NOTE: This article was published in the June 15, 2009 edition of Barron’s magazine, released in electronic form on the Web on June 13, 2009.
Politicians are irritating under the best of circumstances, but they are downright dangerous some of the time. How can they profess to have been shocked or surprised by the collapse of the real-estate bubble?
There was nothing secret about the dangerous direction that mortgage lending was taking a few years ago. It was a topic discussed widely in the financial press from all perspectives, including those who hit the nail right on the head. It wasn’t just Nouriel Roubini, Peter Schiff and others who were ignored. Even someone as respected as Robert Shiller could get little more than passing notice when he published the second edition of Irrational Exuberance in 2005. In it, he spelled out the dangers for the real-estate market in the same clear terms that he had used earlier, when warning of the stock-market bubble.
The taxpayers provide members of Congress with substantial budgets to hire several thousand well-qualified staff for their offices and their many committees and subcommittees. Many staffers have training in economics, finance, banking and related fields. They are faithful readers of Barron’s, The Wall Street Journal and other financial and investment publications. They read the warnings. Indeed, probably a good number bought copies of Irrational Exuberance when it first came out.
Why did presidents and Congress fail to warn taxpayers of the dangers? Where were the congressional investigations-when they might have done some good? Why didn’t politicians use the threat of regulation to straighten things out when that was still possible?
When you are a politician, you don’t rain on your constituents’ parade, even if they are marching toward a cliff. You don’t tell them that their dreams of an easy life and an easy retirement are based on fantasy, not fact.
That is why you aren’t hearing much now about the next bubble that’s going to burst – the Retirement Bubble.
It should be no surprise. We know that people are retiring as early as they can. We know they are living longer than ever. We know medical science is hard at work, looking for ways to increase our lifespans. With disciplines such as genetic engineering maturing, we can expect more such bounty for the rest of our ever-lengthening lives.
So someone needs to speak clearly to the tens of millions of people, particularly in North America and Europe, who are moving toward retirement right now. How about this:
“If you think you can retire and live for 30 or more years off the productivity of others, you are in for a terrible surprise and a great deal of pain. You haven’t earned a nonproductive retirement, nor have you ‘paid your dues.’ When you wake up to this in two, five or 10 years and realize that you are in big trouble, you will not only be in pain, you will dump that pain on all the rest of us who aren’t retired. Don’t expect us to be sympathetic for long. There are simply too many of you, and your demands will far exceed our willingness to sacrifice. And, no, we won’t want to hire you. You will have been out of touch for too long. The world moves on. Sorry. Lots of luck.”
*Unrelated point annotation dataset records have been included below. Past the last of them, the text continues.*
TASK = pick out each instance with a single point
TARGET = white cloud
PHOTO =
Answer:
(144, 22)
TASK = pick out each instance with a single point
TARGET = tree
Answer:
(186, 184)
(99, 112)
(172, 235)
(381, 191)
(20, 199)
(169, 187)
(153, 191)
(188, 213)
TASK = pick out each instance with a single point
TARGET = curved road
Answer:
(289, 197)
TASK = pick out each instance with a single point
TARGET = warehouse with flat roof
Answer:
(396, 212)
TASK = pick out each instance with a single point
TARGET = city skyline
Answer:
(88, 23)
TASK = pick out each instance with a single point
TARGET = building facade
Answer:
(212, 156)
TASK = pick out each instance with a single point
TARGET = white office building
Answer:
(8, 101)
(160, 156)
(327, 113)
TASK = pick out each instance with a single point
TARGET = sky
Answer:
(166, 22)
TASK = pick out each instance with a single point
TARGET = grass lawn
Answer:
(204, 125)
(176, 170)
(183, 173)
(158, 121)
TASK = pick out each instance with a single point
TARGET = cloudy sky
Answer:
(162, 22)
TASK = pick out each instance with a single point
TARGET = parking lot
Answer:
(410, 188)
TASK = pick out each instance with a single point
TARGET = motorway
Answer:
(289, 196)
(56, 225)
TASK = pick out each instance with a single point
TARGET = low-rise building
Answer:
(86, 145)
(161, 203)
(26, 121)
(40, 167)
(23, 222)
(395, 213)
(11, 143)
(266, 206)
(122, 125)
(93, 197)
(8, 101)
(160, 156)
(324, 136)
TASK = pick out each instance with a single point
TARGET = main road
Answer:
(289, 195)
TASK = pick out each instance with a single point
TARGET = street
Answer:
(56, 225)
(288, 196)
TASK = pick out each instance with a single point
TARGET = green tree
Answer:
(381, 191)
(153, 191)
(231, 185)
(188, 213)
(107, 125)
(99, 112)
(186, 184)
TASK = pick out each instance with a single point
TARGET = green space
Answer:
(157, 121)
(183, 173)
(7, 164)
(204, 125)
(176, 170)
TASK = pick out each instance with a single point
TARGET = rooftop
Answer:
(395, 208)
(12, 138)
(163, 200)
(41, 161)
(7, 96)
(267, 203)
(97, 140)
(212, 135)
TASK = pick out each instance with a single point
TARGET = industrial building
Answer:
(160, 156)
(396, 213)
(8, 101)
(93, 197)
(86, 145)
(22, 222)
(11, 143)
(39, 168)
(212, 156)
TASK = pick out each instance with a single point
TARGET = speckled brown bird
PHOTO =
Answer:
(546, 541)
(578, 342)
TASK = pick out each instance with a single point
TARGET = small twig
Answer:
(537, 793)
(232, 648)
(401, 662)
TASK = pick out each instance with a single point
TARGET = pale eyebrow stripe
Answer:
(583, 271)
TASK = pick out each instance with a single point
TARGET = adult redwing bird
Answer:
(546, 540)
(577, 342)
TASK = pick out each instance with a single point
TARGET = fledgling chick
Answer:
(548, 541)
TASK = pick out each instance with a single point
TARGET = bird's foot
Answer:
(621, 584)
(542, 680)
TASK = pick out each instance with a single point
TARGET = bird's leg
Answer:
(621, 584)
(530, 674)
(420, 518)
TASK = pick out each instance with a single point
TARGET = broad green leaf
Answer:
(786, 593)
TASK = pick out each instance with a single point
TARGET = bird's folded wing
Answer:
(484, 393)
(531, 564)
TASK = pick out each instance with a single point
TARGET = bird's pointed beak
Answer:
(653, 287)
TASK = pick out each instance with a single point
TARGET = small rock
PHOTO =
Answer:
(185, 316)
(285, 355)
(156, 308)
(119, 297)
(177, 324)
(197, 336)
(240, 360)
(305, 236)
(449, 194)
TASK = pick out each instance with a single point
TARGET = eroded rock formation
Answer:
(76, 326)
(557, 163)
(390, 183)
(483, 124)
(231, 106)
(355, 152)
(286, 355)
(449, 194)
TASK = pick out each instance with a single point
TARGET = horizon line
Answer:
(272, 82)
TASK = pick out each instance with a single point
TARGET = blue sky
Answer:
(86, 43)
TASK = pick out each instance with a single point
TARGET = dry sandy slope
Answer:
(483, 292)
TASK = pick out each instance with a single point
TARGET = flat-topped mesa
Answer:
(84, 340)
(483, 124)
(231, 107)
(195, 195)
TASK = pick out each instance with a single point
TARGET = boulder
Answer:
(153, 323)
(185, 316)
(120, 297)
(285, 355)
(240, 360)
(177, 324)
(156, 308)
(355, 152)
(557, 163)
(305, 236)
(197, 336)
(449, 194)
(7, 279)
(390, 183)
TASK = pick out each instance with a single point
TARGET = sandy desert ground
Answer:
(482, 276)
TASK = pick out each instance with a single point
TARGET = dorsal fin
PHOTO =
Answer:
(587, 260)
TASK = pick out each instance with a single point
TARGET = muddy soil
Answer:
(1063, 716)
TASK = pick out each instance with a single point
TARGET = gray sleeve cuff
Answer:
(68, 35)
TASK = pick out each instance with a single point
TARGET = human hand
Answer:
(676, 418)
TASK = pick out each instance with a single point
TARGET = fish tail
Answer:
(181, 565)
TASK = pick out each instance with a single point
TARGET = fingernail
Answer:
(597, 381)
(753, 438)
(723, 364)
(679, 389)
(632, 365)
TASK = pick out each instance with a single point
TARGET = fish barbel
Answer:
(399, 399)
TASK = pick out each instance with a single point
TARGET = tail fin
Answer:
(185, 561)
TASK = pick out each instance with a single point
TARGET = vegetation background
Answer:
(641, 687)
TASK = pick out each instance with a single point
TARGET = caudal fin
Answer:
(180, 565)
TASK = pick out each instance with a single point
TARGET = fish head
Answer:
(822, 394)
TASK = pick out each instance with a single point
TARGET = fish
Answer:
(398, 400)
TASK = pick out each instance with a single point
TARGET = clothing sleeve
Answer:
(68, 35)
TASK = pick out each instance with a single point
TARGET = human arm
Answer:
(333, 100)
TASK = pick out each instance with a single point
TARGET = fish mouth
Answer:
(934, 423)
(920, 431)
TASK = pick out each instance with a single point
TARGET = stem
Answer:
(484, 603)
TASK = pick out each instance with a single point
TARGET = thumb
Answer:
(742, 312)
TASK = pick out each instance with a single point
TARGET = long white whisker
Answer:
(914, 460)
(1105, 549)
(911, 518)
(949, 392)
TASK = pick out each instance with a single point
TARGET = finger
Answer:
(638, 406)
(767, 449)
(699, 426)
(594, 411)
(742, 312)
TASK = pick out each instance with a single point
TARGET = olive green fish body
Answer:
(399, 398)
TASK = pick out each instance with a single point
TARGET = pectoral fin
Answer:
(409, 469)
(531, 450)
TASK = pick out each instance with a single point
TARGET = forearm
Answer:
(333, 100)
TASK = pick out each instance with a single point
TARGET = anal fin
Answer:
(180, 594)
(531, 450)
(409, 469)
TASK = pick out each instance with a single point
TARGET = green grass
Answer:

If this sounds too brutal, it is better to be brutal now than to watch suffering later.
There are retirement planners who are warning people of future trouble. Much has been written about the baby boomers’ arriving at retirement age with insufficient funds. But most advisors are too gentle and considerate to force wannabe retirees to do the math before they jump into retirement.
Why isn’t anyone pointing out how soon the Retirement Bubble is bursting? Future retirees aren’t just gambling with bonds or stock. They are gambling with their lives.
There are few events in life that are fuller of emotion than retirement. Only marriage and the birth or death of a child can match it.
People on the edge of retirement are trying to work out the balance between their dreams and their resources. Many are emotionally attached to the dream of retirement. Rightly or wrongly, they believe they have a right to retire and they aren’t happy to hear otherwise.
What kind of advice do they need to hear? The worst thing is just tell them to keep on working. That dog won’t hunt.
People considering retirement may be willing, however, to try another route. They should employ a variation on an old idea – the sabbatical. A university sabbatical allows professors the freedom to expand their knowledge without the constraints of the daily grind, yet prepares them to return to productive work.
A “life sabbatical” could do the same for those considering retirement. Here is the advice they should hear:
“When you retire, consider it a three-year sabbatical. Do what you want to do, when you want to do it. But keep your eyes open for something that interests you, where you can earn some income. Look for something you enjoy, something that really pleases you. When your sabbatical is over, you should have found a new line of work that will help you enjoy the rest of your life and pay for whatever makes it comfortable. You may earn less income than before, but the purpose is to supplement your retirement funds, prevent total dependency on others for your income, and keep you growing. Then you can share your happiness with the rest of us, not your pain. Take full retirement only when you must, when you can no longer be productive.”
A retiree who has run out of money and has no idea what to do about it is one of the saddest people you will ever meet, and one of the most difficult to help. The three-year sabbatical can turn a threat into an opportunity.